We have to ask ourselves some questions first:
1) Can P2Pol be oxidized to P2P with sodium hypochlorite? Yes it can, for example with a PTC:
https://www.thevespiary.org/rhodium/Rhodium/chemistry/ptc.naocl.oxidation.html
By necessity, the sodium hypochlorite needs to be in aqueous solution for the oxidation, but P2Pol is not water soluble, I don't know what the result would be without a PTC. But a two-phase PTC reaction is all right here, the organic phase is already present (if ether was used for the grignard, THF is water miscible and would have to be evaporated and replaced with another solvent) and the hypochlorite solution provides the aqueous phase.
2) How vigorous reaction conditions are needed to decompose the magnesium alcoholate? In some instances, mere addition of water is enough, in other cases long acid reflux is needed. I don't know about this case. If it is easily decomposed to the alcohol, then water may suffice, or perhaps just one molar equivalent of acid would be needed, and the proposed reaction is indeed feasible.
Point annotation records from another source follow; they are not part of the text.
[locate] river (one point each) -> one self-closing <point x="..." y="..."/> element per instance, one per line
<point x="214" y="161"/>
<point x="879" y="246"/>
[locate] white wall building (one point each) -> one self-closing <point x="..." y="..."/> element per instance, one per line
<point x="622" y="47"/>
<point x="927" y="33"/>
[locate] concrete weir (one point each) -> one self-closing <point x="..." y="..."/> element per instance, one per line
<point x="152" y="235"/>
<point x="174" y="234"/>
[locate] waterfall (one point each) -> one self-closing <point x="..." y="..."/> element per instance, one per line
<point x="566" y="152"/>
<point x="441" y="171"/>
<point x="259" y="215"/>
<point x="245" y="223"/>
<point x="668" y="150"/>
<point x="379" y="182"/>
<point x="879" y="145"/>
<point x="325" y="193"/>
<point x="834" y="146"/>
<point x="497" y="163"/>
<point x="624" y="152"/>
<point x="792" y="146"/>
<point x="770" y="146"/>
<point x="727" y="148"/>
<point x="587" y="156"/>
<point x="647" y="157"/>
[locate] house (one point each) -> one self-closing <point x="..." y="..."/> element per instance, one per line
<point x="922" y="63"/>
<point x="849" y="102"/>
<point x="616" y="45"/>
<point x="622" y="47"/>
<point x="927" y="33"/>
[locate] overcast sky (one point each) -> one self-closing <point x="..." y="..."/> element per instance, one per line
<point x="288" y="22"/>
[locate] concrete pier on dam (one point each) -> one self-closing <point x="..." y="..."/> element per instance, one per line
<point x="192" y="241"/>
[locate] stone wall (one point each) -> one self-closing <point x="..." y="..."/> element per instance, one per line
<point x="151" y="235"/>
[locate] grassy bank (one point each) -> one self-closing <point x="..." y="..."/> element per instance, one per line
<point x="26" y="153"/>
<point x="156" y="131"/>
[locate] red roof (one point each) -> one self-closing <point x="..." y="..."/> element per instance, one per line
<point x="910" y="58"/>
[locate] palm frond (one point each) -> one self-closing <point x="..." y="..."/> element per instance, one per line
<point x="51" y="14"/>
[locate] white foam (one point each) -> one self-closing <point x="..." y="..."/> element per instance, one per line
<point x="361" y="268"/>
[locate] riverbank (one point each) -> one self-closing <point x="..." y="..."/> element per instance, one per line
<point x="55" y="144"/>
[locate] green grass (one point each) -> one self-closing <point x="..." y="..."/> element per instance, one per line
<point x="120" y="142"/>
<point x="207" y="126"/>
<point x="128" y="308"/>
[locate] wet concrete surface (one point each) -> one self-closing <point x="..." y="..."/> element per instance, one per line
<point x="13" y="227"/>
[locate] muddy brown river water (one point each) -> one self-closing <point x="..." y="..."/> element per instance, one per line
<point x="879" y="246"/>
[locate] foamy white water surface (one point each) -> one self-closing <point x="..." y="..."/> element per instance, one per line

3) Can hypochlorite really oxidize alcoholate salts to ketones? Probably yes, but the formation of increasing amounts of NaOH will inhibit the reaction speed (negligible, or too much? I don't know, testing is in order.
Aqueous sodium hypochlorite (NaOCl), or common household bleach, can be used to oxidize secondary alcohols to ketones. The reaction occurs more rapidly under acidic conditions, so it is thought (we're not actually sure) that the actual oxidizing agent is hypochlorous acid (HOCl), generated by the acid base reaction between sodium hypochlorite and acetic acid. In alcohol oxidations, the reaction probably proceeds via E2 elimination of the alkyl hypochlorite produced by reaction of the initial alcohol with HOCl.Taken from
http://www.chemistry.mcmaster.ca/~chem2o6/labmanual/expt7/2o6exp7.html
4) Will any of the species in the grignard reaction mixture interfere with the oxidation? Hard to say, but the bromide/iodide from the grignard reagent will likely be oxidized to the free halogen by hypochlorite - and this halogen may again react with the P2P, forming an alpha-halo ketone.
It sounds like it is worth a try, definitely. Who will be the first to perform this reaction?
And finally - No, I haven't seen any discussions about this one-pot P2P synthesis earlier, and there are only 20-something hits in the database on "propylene oxide grignard", and noone of the posters there seems to have performed it, they just mention it as an alternative pathway.